Numérique

Souveraineté, RH, cyber… ce qu’il faut retenir de la stratégie numérique du ministère de l’ESR

Par Isabelle Cormaty | Le | Équipements et systèmes d'informations

Le Comité numérique pour la réussite étudiante et l’agilité des établissements du ministère de l’ESR a diffusé en mars sa stratégie numérique. Une feuille de route construite avec les acteurs de terrain, qui définit des orientations pour les établissements et doit aboutir à des propositions concrètes dans les mois à venir sur différentes thématiques comme les RH, les systèmes d’information ou les infrastructures numériques.

30 mesures composent la feuille de route du Coreale. - © Canva
30 mesures composent la feuille de route du Coreale. - © Canva

Analyser l’impact de l’IA sur les pratiques et dispositifs pédagogiques, établir la cartographie des systèmes d’information scolarité, orientation et insertion professionnelle, simplifier les procédures pour les étudiants, élaborer une stratégie nationale pour l’éducation ouverte, proposer une offre nationale de solutions collaboratives souveraines pour l’ESR.

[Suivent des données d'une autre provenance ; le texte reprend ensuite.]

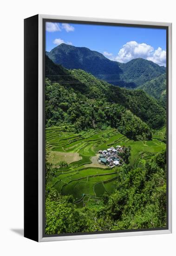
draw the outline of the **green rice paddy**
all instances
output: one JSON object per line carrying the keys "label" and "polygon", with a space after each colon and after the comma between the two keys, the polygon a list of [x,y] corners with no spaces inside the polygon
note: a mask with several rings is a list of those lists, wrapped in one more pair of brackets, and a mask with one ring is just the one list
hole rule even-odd
{"label": "green rice paddy", "polygon": [[[105,192],[111,194],[115,188],[118,167],[103,168],[100,164],[98,167],[93,166],[91,157],[96,155],[98,150],[117,145],[130,146],[130,163],[136,168],[143,167],[146,161],[166,147],[157,134],[151,141],[135,141],[111,128],[78,134],[63,130],[63,127],[46,129],[46,149],[49,152],[57,152],[55,158],[58,157],[58,162],[59,152],[65,152],[65,161],[71,163],[68,167],[58,170],[49,185],[63,195],[72,195],[78,207],[83,206],[90,198],[98,200]],[[72,162],[73,154],[67,155],[72,153],[78,153],[82,159]]]}

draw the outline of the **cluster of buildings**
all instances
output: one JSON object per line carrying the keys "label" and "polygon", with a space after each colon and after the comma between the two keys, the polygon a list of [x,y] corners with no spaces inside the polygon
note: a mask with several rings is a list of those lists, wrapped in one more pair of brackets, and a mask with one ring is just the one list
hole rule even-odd
{"label": "cluster of buildings", "polygon": [[119,145],[117,146],[116,148],[111,147],[105,150],[99,150],[98,162],[99,163],[108,165],[111,168],[120,165],[118,154],[119,152],[123,152],[123,147]]}

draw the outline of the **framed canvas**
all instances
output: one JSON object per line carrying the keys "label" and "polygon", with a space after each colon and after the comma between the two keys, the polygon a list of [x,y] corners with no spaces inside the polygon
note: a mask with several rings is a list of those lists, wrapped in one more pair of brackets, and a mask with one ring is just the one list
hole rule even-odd
{"label": "framed canvas", "polygon": [[171,24],[24,24],[25,236],[171,232]]}

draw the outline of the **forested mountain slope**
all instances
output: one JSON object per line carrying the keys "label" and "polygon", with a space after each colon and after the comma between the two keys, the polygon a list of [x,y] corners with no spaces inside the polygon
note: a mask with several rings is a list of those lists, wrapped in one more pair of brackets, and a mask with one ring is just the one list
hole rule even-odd
{"label": "forested mountain slope", "polygon": [[143,91],[110,85],[80,69],[67,70],[47,57],[46,76],[47,127],[74,124],[80,130],[111,126],[140,140],[150,139],[151,128],[165,124],[165,110]]}
{"label": "forested mountain slope", "polygon": [[164,107],[166,104],[166,74],[145,83],[138,88],[158,100]]}
{"label": "forested mountain slope", "polygon": [[143,59],[120,63],[85,47],[65,44],[61,44],[46,54],[55,63],[66,68],[82,69],[121,87],[137,87],[165,72],[164,67]]}

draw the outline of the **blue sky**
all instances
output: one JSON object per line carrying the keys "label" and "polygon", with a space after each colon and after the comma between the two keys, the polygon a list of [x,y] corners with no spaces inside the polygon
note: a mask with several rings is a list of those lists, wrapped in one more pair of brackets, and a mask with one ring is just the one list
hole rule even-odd
{"label": "blue sky", "polygon": [[62,42],[97,51],[115,61],[141,57],[165,66],[165,29],[57,23],[46,25],[46,50]]}

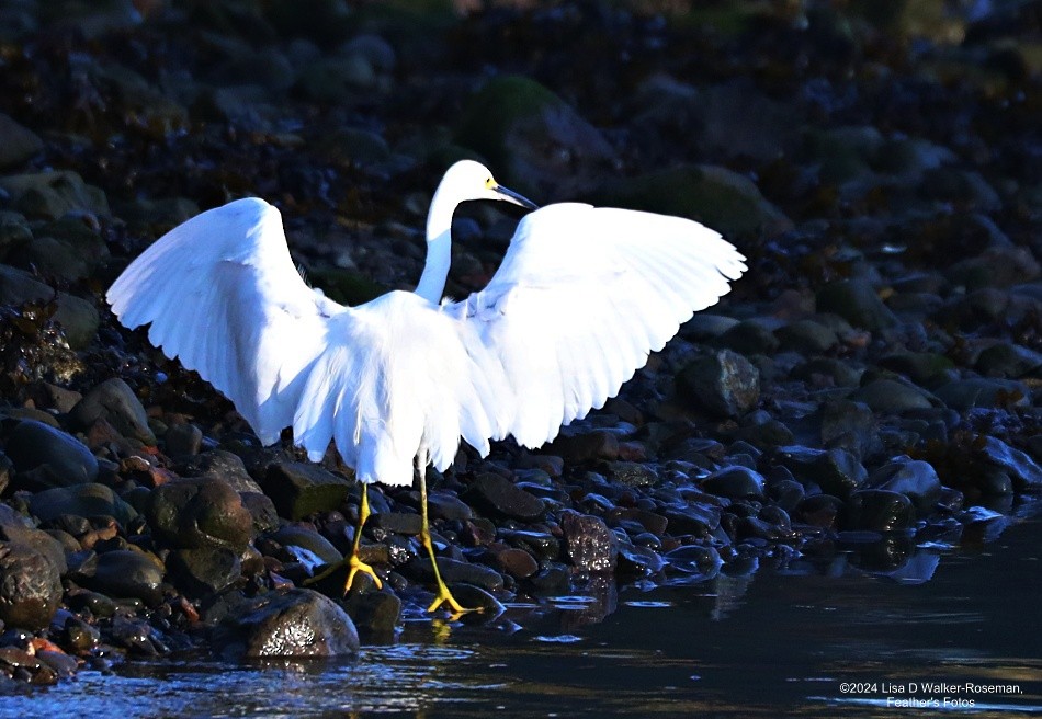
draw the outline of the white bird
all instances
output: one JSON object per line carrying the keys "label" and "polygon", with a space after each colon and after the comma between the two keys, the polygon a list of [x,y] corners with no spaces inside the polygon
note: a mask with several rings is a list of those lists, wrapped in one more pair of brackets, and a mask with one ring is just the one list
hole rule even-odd
{"label": "white bird", "polygon": [[308,287],[286,247],[279,210],[250,197],[205,212],[160,238],[109,289],[127,328],[227,396],[274,444],[284,427],[313,461],[336,444],[362,482],[347,587],[355,572],[371,482],[420,478],[421,541],[438,596],[426,468],[452,464],[461,437],[487,455],[490,440],[537,447],[603,407],[746,270],[745,258],[692,220],[556,204],[518,225],[488,286],[442,300],[450,228],[462,202],[535,208],[480,163],[445,173],[427,218],[427,263],[415,292],[344,307]]}

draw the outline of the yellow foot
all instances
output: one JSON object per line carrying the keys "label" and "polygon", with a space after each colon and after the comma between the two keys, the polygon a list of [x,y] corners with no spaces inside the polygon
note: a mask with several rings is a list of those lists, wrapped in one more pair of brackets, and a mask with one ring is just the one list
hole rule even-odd
{"label": "yellow foot", "polygon": [[359,572],[372,577],[373,582],[376,584],[376,589],[384,589],[384,583],[380,581],[378,577],[376,577],[376,572],[373,571],[373,568],[359,559],[356,555],[351,555],[351,559],[348,560],[348,567],[350,567],[351,570],[348,572],[348,579],[343,582],[344,594],[351,590],[351,584],[354,582],[354,575]]}
{"label": "yellow foot", "polygon": [[453,618],[456,618],[456,617],[458,617],[458,616],[461,616],[461,615],[464,615],[464,614],[466,614],[466,613],[468,613],[468,612],[480,612],[480,610],[482,610],[479,607],[478,607],[478,608],[475,608],[475,609],[467,609],[466,607],[462,606],[458,602],[456,602],[456,598],[452,595],[452,592],[450,592],[450,591],[449,591],[449,587],[445,586],[444,584],[442,584],[441,587],[439,587],[439,590],[438,590],[438,596],[434,597],[434,601],[431,602],[431,605],[430,605],[429,607],[427,607],[427,610],[428,610],[428,612],[434,612],[434,610],[435,610],[438,607],[440,607],[442,604],[448,604],[448,605],[449,605],[449,608],[452,609],[452,616],[453,616]]}

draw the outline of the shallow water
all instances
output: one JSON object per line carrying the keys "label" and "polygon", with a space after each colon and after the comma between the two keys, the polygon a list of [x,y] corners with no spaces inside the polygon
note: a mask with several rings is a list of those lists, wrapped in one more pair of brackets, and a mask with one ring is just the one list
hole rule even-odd
{"label": "shallow water", "polygon": [[[910,577],[840,560],[826,574],[797,564],[691,586],[601,587],[511,607],[492,626],[409,617],[397,644],[350,662],[83,671],[0,697],[0,716],[892,717],[929,716],[894,701],[931,698],[948,714],[1028,716],[1042,712],[1040,557],[1035,515],[975,548],[929,547],[927,570]],[[1012,687],[924,686],[966,682]],[[945,707],[945,696],[973,706]]]}

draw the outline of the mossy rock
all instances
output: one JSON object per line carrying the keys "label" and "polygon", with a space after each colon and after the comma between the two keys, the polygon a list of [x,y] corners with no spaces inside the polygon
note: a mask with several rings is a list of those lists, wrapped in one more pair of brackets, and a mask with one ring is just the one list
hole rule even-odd
{"label": "mossy rock", "polygon": [[308,282],[320,287],[326,296],[341,305],[364,305],[388,292],[384,285],[351,270],[336,267],[308,273]]}
{"label": "mossy rock", "polygon": [[686,166],[609,183],[598,204],[698,220],[725,236],[775,233],[792,221],[748,178],[716,166]]}
{"label": "mossy rock", "polygon": [[456,141],[488,159],[496,176],[536,202],[588,191],[614,166],[600,132],[539,82],[489,80],[467,103]]}

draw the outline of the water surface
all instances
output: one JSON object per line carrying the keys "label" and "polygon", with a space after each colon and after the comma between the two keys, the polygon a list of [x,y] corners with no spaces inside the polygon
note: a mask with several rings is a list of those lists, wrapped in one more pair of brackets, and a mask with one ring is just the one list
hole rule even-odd
{"label": "water surface", "polygon": [[[127,662],[0,697],[0,716],[893,717],[932,716],[894,701],[945,695],[974,704],[942,714],[1042,714],[1040,545],[1032,518],[975,548],[927,547],[928,570],[908,575],[839,560],[600,587],[491,626],[410,616],[397,644],[355,661]],[[925,688],[967,682],[1019,693]]]}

Voici quelques-unes des 14 mesures prioritaires définies par le Comité numérique pour la réussite étudiante et l’agilité des établissements (Coreale) dans sa feuille de route pour 2023-2027 diffusée en mars 2024.

Comment cette feuille de route a-t-elle été construite ?

En 2023, la direction générale de l’enseignement supérieur et de l’insertion professionnelle (Dgesip), la direction générale de la recherche et de l’innovation (DGRI) et France Universités ont lancé le Coreale pour élaborer une feuille de route. 

Ont participé aux travaux les différentes directions ministérielles et associations professionnelles, comme l’Assemblée des directeurs des systèmes d’information (A-DSI), l’association des vice-présidents numériques (VP-Num) ou encore le Comité des services informatiques de l’enseignement supérieur et la recherche (Csiesr). 

Un document stratégique issu d’une démarche participative

« Ce sont les établissements qui implémenteront les sujets. Le lien entre stratégie et expérience sur le terrain devrait encourager l’adoption des décisions », indique Gilles Roussel, président de l’Université Gustave Eiffel et coprésident du Coreale à News Tank (abonnés).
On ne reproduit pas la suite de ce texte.